Wednesday, January 8, 2020

Memories on Repeat

How many of you play the shoulda, coulda, woulda game with yourself? You know the game where you replay those moments over and over and over again with how you would have done things differently? I have to admit that this game has been playing in my my head the past 2 days. It's one that I do not enjoy and one that triggers my anxiety and increases my anxiety. It's a rabbit hole of worry, worthiness and anxiety that can turn into a spiral of anxiety leaving me restless, unsettled and irritable.

Despite the game occurring in my head over the past 2 days I have been able to keep the majority of anxiety at bay. I don't know whether to be thankful that it is only a handful of memories that keep resurfacing or annoyed that I'm watching the same show on repeat.
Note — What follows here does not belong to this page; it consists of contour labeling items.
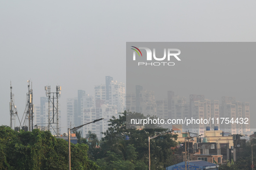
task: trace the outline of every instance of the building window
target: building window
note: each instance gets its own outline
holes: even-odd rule
[[[207,161],[207,157],[198,157],[198,160],[202,160]]]
[[[221,157],[218,157],[218,164],[220,164],[221,163]]]

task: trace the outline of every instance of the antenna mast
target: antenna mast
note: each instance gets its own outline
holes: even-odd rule
[[[20,122],[18,116],[18,111],[16,106],[14,104],[14,94],[13,94],[13,87],[12,86],[12,82],[10,82],[10,88],[11,90],[10,101],[10,127],[12,129],[14,129],[15,131],[18,131],[19,130]],[[18,117],[19,122],[19,126],[16,127],[16,116]],[[14,129],[13,129],[14,128]]]
[[[45,86],[45,95],[48,97],[48,130],[50,130],[51,128],[57,136],[58,136],[58,98],[61,97],[62,86],[56,85],[56,92],[51,92],[51,86],[49,85]],[[52,96],[51,94],[52,94]],[[56,104],[54,103],[55,99],[56,101]]]
[[[22,116],[22,129],[25,131],[33,130],[33,114],[34,113],[34,104],[33,104],[33,90],[32,90],[32,82],[30,87],[30,80],[28,80],[28,92],[26,95],[26,107]]]

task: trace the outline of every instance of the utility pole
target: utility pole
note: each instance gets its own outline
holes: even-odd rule
[[[187,131],[185,137],[185,169],[187,170]]]
[[[149,136],[149,170],[150,170],[150,164],[151,164],[151,163],[150,163],[150,139],[153,139],[154,138],[156,138],[157,137],[160,136],[160,135],[165,135],[168,133],[170,133],[172,132],[173,132],[173,131],[174,131],[174,130],[172,130],[172,130],[171,130],[170,131],[167,132],[165,133],[163,133],[163,134],[161,134],[160,135],[156,135],[155,136],[152,136],[151,137],[150,137],[150,136]]]
[[[71,170],[71,151],[70,151],[70,132],[75,132],[77,130],[79,129],[80,129],[82,127],[83,127],[83,126],[86,125],[88,125],[88,124],[90,123],[95,123],[96,122],[97,122],[98,121],[100,120],[102,120],[104,119],[104,118],[101,118],[100,119],[96,119],[96,120],[94,120],[92,122],[89,122],[88,123],[85,123],[84,125],[81,125],[79,126],[78,127],[74,127],[74,128],[72,128],[72,129],[69,129],[68,128],[68,170]]]
[[[150,170],[150,136],[149,136],[149,170]]]

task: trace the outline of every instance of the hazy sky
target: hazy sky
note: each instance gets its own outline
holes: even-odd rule
[[[65,126],[66,99],[78,90],[93,94],[106,76],[126,83],[126,42],[255,41],[256,6],[255,0],[0,1],[0,125],[10,125],[10,80],[19,116],[27,80],[35,104],[45,96],[45,85],[62,86]]]

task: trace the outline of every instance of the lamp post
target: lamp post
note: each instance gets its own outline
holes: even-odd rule
[[[153,136],[149,136],[149,170],[150,170],[150,139],[153,139],[154,138],[156,138],[157,136],[160,136],[160,135],[165,135],[167,133],[170,133],[172,132],[173,132],[174,130],[172,130],[172,129],[170,131],[167,132],[165,133],[161,134],[158,135],[156,135]]]
[[[249,136],[250,138],[252,138],[253,139],[256,139],[256,138],[255,138],[255,137],[253,137],[252,136],[250,136],[250,135],[245,135],[245,134],[241,134],[241,133],[240,133],[240,135],[241,137],[247,136]],[[251,139],[250,139],[250,140]],[[252,144],[252,166],[251,167],[252,167],[252,169],[253,170],[253,167],[254,167],[254,166],[253,165],[253,146],[255,145],[256,145],[256,144],[254,144],[254,145]]]
[[[71,170],[71,154],[70,154],[70,152],[70,152],[70,132],[75,131],[76,130],[78,130],[78,129],[80,129],[82,127],[83,127],[83,126],[84,126],[85,125],[88,125],[88,124],[91,123],[95,123],[96,122],[97,122],[100,120],[101,120],[103,119],[104,119],[104,118],[101,118],[100,119],[96,119],[96,120],[94,120],[92,122],[91,122],[88,123],[85,123],[84,125],[81,125],[81,126],[78,126],[76,127],[74,127],[74,128],[73,128],[72,129],[70,129],[70,128],[68,129],[68,169],[69,170]]]
[[[192,139],[193,138],[194,138],[196,137],[199,137],[199,136],[201,136],[201,135],[203,135],[203,134],[201,134],[200,135],[197,135],[196,136],[191,136],[190,137],[190,133],[193,133],[193,134],[195,134],[195,133],[191,133],[191,132],[190,132],[188,130],[188,136],[187,136],[187,131],[186,131],[186,137],[185,137],[185,169],[186,170],[187,170],[187,146],[186,146],[186,144],[187,144],[187,139],[188,139],[188,169],[189,169],[189,139]],[[196,134],[195,134],[196,135],[197,135]]]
These moments are ones that are not necessarily pivotal in my life, but ones where a different statement from me may have made the situation have a different outcome. This is why I believe they are on repeat in my head, it's my way of dealing with the outcome of the situation that I have not yet healed from. I am working on accepting the choice I made in the moment and accepting the person that I was in that moment. And that my friends is a tough thing.

We all struggle on some level with acceptance of our imperfect selves. I have yet to meet an individual who 100% accepts their flaws and imperfections. Even the people that I know are so grounded and centered have something to which they have difficulty accepting. From our outward appearances to our mental health we all struggle. Personally, I struggle with this anxiety. It's there, a battle that I feel like I am constantly fighting, while at other moments I know it's lurking, hiding, waiting for me. I know it's the one thing that I would change about myself: I would heal the anxiety. Despite the lessons I've learned and growth that has come from it, it can be exhausting. I heal it a little bit everyday, but it's likely one of those things that will never 100% disappear. If I'm honest that bothers me, and I have to take a moment each day to make peace with that. Then there are days like the last few where I just can't make peace with it, playing the game and memories on repeat.

It will get better though, I do believe that. Faith and hope carry me through.